Fisheries contribute to food security, livelihoods, and human health across the globe. Regrettably, the history of fisheries management worldwide is dotted with more failures than successes (Sarkar et al., 2018). Literature on fisheries management points out case examples of many inefficiencies than successful escapades. Researchers have reported that many fisheries across the globe suffer from overfishing, inefficient harvesting, and pollution. Today, with the realism of fish stock depletion due to overharvesting, silting, and pollution, modern perspectives that enhance sustainability should be embraced.
Sustainable management of fisheries should centre on biological integrity, environmental quality, maintaining biodiversity, and ecosystem health. The focus should be on ensuring healthy ecosystems and human systems that in turn render social and economic benefits while remaining ecologically sustainable in line with United Nations recommendations (Asche et al., 2018). According to the United Nations, sustainable development of any sector should entail environmental, economic, and social realms. As a result, sustainable management of fisheries should integrate the different forms of capital such as (a) biological that entail processes to increase the fish populations, (b) ecological processes that ensure balance of environment, (c) economic undertakings that intentionally ensure natural biodiversity are maintained, and (d) social capital that ensure that the people who control the other forms of capital understand the essence of preserving the fisheries to increase the current stock and preserve it for the future generations.
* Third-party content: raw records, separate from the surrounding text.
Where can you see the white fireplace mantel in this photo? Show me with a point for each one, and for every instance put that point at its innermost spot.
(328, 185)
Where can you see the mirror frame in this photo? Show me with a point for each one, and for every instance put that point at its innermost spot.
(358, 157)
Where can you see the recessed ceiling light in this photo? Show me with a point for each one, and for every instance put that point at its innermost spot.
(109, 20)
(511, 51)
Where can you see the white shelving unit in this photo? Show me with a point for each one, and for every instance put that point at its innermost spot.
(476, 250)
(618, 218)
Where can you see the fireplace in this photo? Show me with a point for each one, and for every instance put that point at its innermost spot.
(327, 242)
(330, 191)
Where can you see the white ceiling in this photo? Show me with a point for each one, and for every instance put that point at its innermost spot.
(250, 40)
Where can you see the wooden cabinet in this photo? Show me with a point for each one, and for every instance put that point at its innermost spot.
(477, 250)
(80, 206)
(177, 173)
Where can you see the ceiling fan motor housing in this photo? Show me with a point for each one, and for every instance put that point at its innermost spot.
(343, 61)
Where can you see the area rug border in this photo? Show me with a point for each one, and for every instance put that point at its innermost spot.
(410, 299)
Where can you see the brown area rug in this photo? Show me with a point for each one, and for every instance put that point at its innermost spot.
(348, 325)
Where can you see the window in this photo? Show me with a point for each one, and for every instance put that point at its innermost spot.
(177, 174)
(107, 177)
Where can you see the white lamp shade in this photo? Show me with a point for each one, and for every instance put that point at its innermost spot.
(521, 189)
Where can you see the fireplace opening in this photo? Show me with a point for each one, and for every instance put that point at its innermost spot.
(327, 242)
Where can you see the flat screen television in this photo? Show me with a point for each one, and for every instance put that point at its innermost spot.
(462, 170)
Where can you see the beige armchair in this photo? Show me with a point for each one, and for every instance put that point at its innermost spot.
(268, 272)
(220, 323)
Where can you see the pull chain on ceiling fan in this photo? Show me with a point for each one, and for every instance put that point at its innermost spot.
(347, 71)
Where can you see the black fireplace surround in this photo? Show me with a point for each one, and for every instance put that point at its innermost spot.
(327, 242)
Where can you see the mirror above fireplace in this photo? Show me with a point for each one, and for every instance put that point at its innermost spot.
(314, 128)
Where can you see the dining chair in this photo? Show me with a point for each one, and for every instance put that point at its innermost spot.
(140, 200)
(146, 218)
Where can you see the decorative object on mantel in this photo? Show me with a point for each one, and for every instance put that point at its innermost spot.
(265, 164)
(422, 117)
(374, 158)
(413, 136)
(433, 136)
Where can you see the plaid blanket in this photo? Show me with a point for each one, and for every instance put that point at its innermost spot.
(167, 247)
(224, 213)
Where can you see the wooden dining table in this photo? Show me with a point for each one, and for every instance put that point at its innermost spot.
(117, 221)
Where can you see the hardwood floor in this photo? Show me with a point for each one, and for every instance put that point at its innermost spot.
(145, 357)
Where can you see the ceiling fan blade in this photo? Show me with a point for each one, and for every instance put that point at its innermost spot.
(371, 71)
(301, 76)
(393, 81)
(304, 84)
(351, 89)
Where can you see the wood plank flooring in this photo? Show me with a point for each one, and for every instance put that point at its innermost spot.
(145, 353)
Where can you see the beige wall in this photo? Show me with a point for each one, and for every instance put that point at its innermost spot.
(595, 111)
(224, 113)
In addition to the four capitals, sustainability solutions for fisheries should also include legal, political, and socio-cultural initiatives that regulate the use of fish resources. Case in point, political goodwill in the various jurisdictions should pass legislation and regulations aimed at maximizing benefits, avoiding adverse changes to the environment, avoiding deleterious changes to the fish stocks, and stability of the fishing industries in the countries.
Asche, F., Garlock, T.M., Anderson, J.L., Bush, S.R., Smith, M.D., Anderson, C.M., Chu, J., Garrett, K.A., Lem, A., Lorenzen, K. & Oglend, A. (2018). Three pillars of sustainability in fisheries. Proceedings of the National Academy of Sciences, 115(44),11221-11225. https://doi.org/10.1073/pnas.1807677115.
Sarkar, U.K., Sandhya, K.M., Mishal, P., Karnatak, G., Lianthuamluaia, Kumari, S., Panikkar, P., Palaniswamy, R., Karthikeyan, M., Mol, S.S. and Paul, T.T., 2018. Status, prospects, threats, and the way forward for sustainable management and enhancement of the tropical Indian reservoir fisheries: an overview. Reviews in Fisheries Science & Aquaculture, 26(2), pp.155-175.